I am trying to extract a first name from a text snippet, which optionally has a last name in the same line as: <first_name>name<last_name>
E.g.:
Text: JohnnameSnow -> Result: John
Text: John -> Result: John
So I want to extract the <first_name>
part from that line, but if there is no name<last_name>
it should return the full line.
I have tried the following Regex:
([A-zÀ-ÿ-]{2,})(?=(?:name))
That works fine if there's actually a last name in the same line, but does not return me the full line when there is not. Unfortunately the solution doesn't seem to be as easy as adding |$
.
Can I look for an optional end word and ignore it if it does not occur?
You can use
^(?<first>\p{L}+?)(?:name(?<last>\p{L}+))?$
See the regex demo.

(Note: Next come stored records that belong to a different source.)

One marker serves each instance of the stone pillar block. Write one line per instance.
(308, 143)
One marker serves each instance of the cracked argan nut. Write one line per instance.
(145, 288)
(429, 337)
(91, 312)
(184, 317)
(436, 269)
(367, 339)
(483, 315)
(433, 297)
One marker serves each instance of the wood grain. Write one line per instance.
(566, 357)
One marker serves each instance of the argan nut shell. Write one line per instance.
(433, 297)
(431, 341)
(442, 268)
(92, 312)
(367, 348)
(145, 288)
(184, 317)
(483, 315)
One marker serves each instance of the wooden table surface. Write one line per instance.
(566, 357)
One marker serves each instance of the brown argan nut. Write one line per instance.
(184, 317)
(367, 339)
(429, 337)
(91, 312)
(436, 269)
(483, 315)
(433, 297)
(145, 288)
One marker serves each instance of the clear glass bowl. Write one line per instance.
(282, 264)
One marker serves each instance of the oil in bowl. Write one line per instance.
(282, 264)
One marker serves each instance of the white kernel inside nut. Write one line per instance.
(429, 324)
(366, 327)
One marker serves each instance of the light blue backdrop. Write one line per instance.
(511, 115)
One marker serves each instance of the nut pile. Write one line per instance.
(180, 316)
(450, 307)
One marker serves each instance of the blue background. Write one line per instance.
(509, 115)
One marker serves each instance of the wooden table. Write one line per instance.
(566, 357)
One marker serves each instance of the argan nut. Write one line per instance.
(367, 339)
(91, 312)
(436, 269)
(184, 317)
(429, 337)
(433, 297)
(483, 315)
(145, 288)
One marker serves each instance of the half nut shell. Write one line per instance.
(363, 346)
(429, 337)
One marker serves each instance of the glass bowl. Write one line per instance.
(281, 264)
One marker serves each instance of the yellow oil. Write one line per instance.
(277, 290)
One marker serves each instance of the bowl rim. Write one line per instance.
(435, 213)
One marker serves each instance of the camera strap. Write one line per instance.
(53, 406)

Output:
Details
^
- start of string(?<first>\p{L}+?)
- Group "first": one or more letters, but as few as possible(?:name(?<last>\p{L}+))?
- an optional non-capturing group:
name
- a substring(?<last>\p{L}+)
- Group "last": one or more letters$
- end of string.See the C# demo:
var strings = new List<string> { "JohnnameSnow", "John" };
foreach (var s in strings)
{
Console.WriteLine(s);
var m = Regex.Match(s, @"^(?<first>\p{L}+?)(?:name(?<last>\p{L}+))?$");
if (m.Success)
{
Console.WriteLine("First name: {0}, Last name = {1}", m.Groups["first"].Value, m.Groups["last"].Value);
}
else
{
Console.WriteLine("No match!");
}
}
Output:
JohnnameSnow
First name: John, Last name = Snow
John
First name: John, Last name =